Dataset and code for "Unexpected effect of geographic origin on post-translocation survival in a long-lived reptile"
Data include release and mortality information for 2,822 gopher tortoises (Gopherus polyphemus) translocated to Nokuse, a private reserve in the panhandle of Florida.
Mitigation translocations move wildlife from specific areas due to conflict with humans over land use at the site. A critical decision when carrying out mitigation translocation is the acceptable distance across which animals can be moved. This decision trades off logistical expediency of unrestricted translocation with the risk of reducing translocation success due to environmental mismatch between origin and translocation site conditions. In this study, we used a large dataset of 502 individually identifiable carcasses to examine the role of geographic origin and translocation distance in the relative survival of 2,822 translocated subadult and adult gopher tortoises (Gopherus polyphemus), a species experiencing large-scale mitigation translocation, at a recipient site in the Florida panhandle, USA. We hypothesized that if climate or habitat differences between the origin and translocation site influenced survival, tortoises translocated from within the Florida panhandle would have the highest survival.

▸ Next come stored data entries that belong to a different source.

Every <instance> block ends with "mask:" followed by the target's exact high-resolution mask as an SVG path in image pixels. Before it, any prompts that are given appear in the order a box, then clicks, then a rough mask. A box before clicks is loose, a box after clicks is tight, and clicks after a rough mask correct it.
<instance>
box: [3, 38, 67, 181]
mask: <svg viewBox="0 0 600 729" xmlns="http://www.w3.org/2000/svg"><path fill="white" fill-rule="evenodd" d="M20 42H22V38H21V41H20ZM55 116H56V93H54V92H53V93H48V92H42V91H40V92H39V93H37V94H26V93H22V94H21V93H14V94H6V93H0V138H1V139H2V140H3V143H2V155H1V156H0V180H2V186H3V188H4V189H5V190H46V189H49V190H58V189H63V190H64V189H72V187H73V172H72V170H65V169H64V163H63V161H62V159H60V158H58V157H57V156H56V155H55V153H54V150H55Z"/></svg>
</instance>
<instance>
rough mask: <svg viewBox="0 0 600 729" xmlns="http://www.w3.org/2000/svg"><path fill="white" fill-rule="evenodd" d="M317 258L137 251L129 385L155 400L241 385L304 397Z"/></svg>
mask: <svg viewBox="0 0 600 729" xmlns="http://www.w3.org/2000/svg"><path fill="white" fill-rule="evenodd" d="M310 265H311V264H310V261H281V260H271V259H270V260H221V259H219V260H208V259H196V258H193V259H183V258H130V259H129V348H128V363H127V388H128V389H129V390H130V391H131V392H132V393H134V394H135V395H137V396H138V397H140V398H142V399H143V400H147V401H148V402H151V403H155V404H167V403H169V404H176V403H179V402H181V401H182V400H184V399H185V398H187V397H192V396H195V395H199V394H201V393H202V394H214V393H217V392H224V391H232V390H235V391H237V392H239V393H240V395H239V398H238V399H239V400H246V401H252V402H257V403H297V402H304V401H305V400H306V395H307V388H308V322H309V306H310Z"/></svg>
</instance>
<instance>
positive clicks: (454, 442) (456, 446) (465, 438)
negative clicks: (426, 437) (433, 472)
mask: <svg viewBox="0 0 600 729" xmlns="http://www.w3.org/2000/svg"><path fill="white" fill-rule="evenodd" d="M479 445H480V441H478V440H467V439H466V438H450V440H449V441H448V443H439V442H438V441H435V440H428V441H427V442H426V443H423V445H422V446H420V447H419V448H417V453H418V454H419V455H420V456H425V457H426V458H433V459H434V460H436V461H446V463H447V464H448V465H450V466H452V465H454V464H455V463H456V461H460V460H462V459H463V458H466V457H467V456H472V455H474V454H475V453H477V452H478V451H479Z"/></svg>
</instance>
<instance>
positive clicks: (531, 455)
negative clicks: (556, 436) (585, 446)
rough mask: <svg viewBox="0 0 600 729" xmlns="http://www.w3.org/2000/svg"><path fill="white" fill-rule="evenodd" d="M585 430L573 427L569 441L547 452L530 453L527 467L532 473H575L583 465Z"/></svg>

To the contrary, we found that survival slightly increased with increasing climatic difference between origin and recipient site, driven by higher survival of tortoises coming from central Florida sites compared to those from the panhandle and north Florida. This suggests that environmental mismatch due to long-distance translocation is not a main driver of mortality. These models also indicated an effect of season, with a survival advantage to tortoises translocated in the spring and late fall, relative to summer translocations, and a negative effect of initial density on survival. Finally, we also estimated the upper bound on annual survival in three well-monitored groups to be quite low (92-95%) for several years following release, suggesting caution when considering large translocated populations to be viable without first assessing adult survival. Our unexpected results highlight the importance of investigating species-specific sensitivities to translocation distances and indicate the limitations of assumed linear effects of translocation distance on outcomes.